Paylaş
Şöyle bir duralım. Ne olup bittiğini anlamaya çalışalım.
*
Önce 10 Ekim’de Ankara katliamı. Sonra 31 Ekim’de IŞİD Mısır’da bir Rus uçağını vurdu. Derken Paris saldırıları. Onu takip eden hafta bu sefer Türkiye hava sahasını ihlal eden bir Rus uçağını düşürdü.
İşte tüm bunların üstüne haftasonu Türkiye, Irak’ta Musul’un Başika kasabasındaki askeri eğitim kampını yeni birliklerle ve tanklarla takviye etti.
Peki tüm bunlar ne anlama geliyor?
Rusya-ABD Yakınlaşıyor
Önce değişen bölgesel ve uluslararası dengelerle başlayalım.
Rusya’nın Mısır’da ilk kez IŞİD’in hedefi olması, Suriye politikası için kırılma noktası. Bugüne kadar Suriye’deki önceliği Esad’ı korumak olan Moskova, el mecbur bundan böyle Suriye’de IŞİD’e karşı saldırılarını arttıracaktır.
Paris saldırıları ise Fransa başta olmak üzere Avrupa’nın Suriye politikasını bir anda sarstı. Bugüne kadar Türkiye ile aynı çizgide olan, “önce Esad gitsin” diyen Fransa, bir anda “önceliğimiz IŞİD” demeye başladı. Hakeza hemen akabinde hava operasyonlarını arttırdı.
Onu geçtiğimiz hafta İngiltere izledi. Çok yakında Almanya, Belçika ve Hollanda’nın da operasyonlara katılması bekleniyor.
Kısacası IŞİD’in Rusya ve Avrupa’ya yönelik saldırıları iki tarafı orta noktada, IŞİD’le mücadelede buluşturdu.
*
ABD ise bu durumdan memnun. Rusya’nın dikkatini IŞİD’e vermesi, Suriye’ye müdahalesini asgari düzeyde tutmaya çalışan Başkan Obama’nın işine geliyor. Moskova’nın koalisyonun ortağı haline gelmesinden de hoşnut.
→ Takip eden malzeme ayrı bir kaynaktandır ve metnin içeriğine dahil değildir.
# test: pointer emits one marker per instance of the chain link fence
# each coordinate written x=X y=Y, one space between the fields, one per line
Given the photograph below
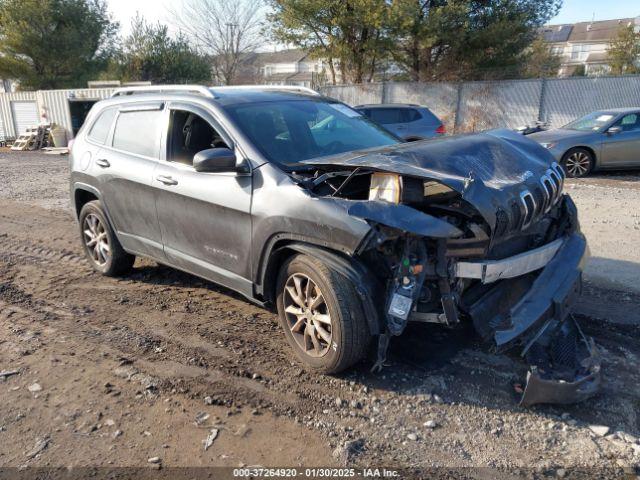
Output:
x=476 y=106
İşte bu ortaklık da, ABD ve Rusya’nın Suriye politikasını birbirine yaklaştırıyor. Rusya’nın IŞİD’e saldırılarını arttırması karşılığında, ABD de Esad konusunda esniyor.
Dışişleri Bakanı John Kerry birkaç gün önce bunu ifşa etti. “Suriye’de muhalif gruplar rejimle IŞİD’e karşı işbirliği yapabilirler” diyerek.
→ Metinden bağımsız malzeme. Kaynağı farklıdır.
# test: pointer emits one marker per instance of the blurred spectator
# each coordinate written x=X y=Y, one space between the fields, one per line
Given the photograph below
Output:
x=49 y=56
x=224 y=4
Bununla birlikte 1 Ocak’tan itibaren uygulanmaya başlayacak olan “Viyana mutabakatı”, yani Suriye için siyasi çözüm arayışı da ABD ve Rusya’yı daha yakın çalışmaya itiyor.
İki ülke PYD konusunda ise zaten hemfikir. Her ne kadar ABD Suriyeli Kürtler üzerindeki nüfuzunu Rusya’ya kaptırmak istemese de, iki ülkenin orta vadede bu konuda fikir ayrılığı yaşamayacağı aşikar. Diğer yandan Rusya Ankara ile yaşadığı kriz sonrasında, artık PYD’ye daha açıktan destek verebilir.
Türkiye’den Askeri Atak
Peki Türkiye bu resimde nereye düşüyor?
Önce Ankara katliamı, sonra da Rusya ile yaşadığı krizden sonra Türkiye Transatlantik güvenlik ittifakına daha sıkı sarıldı. G20 zirvesi sürerken, ABD’nin canını epey sıkan Çin füzesi ihalesini iptal etti. Rusya krizi sonrasında NATO’yu acil toplanmaya çağırdı.
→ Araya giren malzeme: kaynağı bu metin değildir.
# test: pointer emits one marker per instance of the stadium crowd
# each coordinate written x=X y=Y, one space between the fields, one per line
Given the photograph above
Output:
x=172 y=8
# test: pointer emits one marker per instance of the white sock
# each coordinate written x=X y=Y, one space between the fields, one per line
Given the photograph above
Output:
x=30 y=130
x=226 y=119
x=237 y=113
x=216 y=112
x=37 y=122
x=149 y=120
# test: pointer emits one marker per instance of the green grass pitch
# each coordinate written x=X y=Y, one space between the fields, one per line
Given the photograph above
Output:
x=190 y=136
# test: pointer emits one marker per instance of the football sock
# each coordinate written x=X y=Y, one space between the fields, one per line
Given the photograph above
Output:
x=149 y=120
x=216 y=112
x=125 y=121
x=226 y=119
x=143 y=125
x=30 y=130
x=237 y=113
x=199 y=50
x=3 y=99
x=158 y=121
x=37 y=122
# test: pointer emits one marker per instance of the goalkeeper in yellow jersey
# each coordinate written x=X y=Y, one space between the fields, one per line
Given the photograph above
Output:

ABD ile koordinasyonu ve işbirliğini de arttırdı. Sınır güvenliğini azami seviyeye çıkardı. Azez-Cerablus hattına ABD ile düzenleyecekleri ortak operasyon için hazırlıklarını hızlandırdı.
Ve işte aynı günlerde, yani geçtiğimiz haftasonu da Musul’a takviye birlikler göndererek askeri katkısını arttırdığını gösterdi. Zira Musul ABD’nin IŞİD’i Irak’tan temizlemek istediği, yani operasyon yapacağı en öncelikli şehir.
PYD’ye Karşı Peşmerge
Türkiye’nin Irak’ta askeri varlığını arttırması, İran’a karşı da dengeleyici bir adım. Zira Rusya Suriye’ye girdikten sonra İran-Irak-Esad-Rusya arasında ortak bir koordinasyon merkezi kurulmuştu. Ankara Irak’ta varlık göstererek, bir nevi “ben de buradayım” diyor. Zaten şu anda Bağdat da IŞİD’le mücadelede İran’a bağımlılığından dolayı Türkiye’nin bu girişimine ses çıkarıyor.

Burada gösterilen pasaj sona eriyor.